Once you've gotten over the ridiculous moniker of this young Londoner, get this: the man born Kwasi Danquah is one of the biggest names in UK and Irish music right now. Like his contemporaries N-Dubz (who also feature here), the 22-year-old grime artist appeals to the schoolkid market - the hordes of playground critics who trump each other by downloading his latest single to their mobile phones and then play them loudly on the bus. Now, here's something else that might throw you: Stryder featured on the last album by New York experimentalists Gang Gang Dance. Such a revelation may raise the expectations of those who'd automatically dismiss the grime genre, but his second album isn't as progressive as you'd perhaps expect.
The important thing to remember about grime is that there's rarely room for musical development; such studio-manufactured sounds can only be flogged so much before sounding repetitive. To his credit, Stryder does well to make songs like 'I'm Landing' and 'Stryderman' as interesting as possible, whether it's through swerving, fuzzy Korg buzzes or his loose rapping style.
But the majority of this overlong endeavour (with 18 tracks, repetition is an inevitability) ploughs the same furrows of AutoTuned guest collaborations (Taio Cruz on 'Take Me Back'), sub-So Solid Crew tag-teaming ('Tryna Be Me') and tracks so laden down with effects that they become indistinguishable.

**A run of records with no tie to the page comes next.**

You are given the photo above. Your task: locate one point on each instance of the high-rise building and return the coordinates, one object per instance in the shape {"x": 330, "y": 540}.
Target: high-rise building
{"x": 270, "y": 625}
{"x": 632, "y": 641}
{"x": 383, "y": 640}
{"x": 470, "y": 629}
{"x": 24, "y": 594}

On that note, it's the songs that use samples that are the most impressive; 'You're Not Alone' appropriates the 1997 dance hit of the same name by Olive, and 'Express Urself' pilfers from Charles Wright's funky original. Both numbers, perhaps perversely, allow Stryder's voice and personality to be heard clearly. Is he a talent that shouldn't be quite written off yet? Maybe. This album is a total disappointment, though.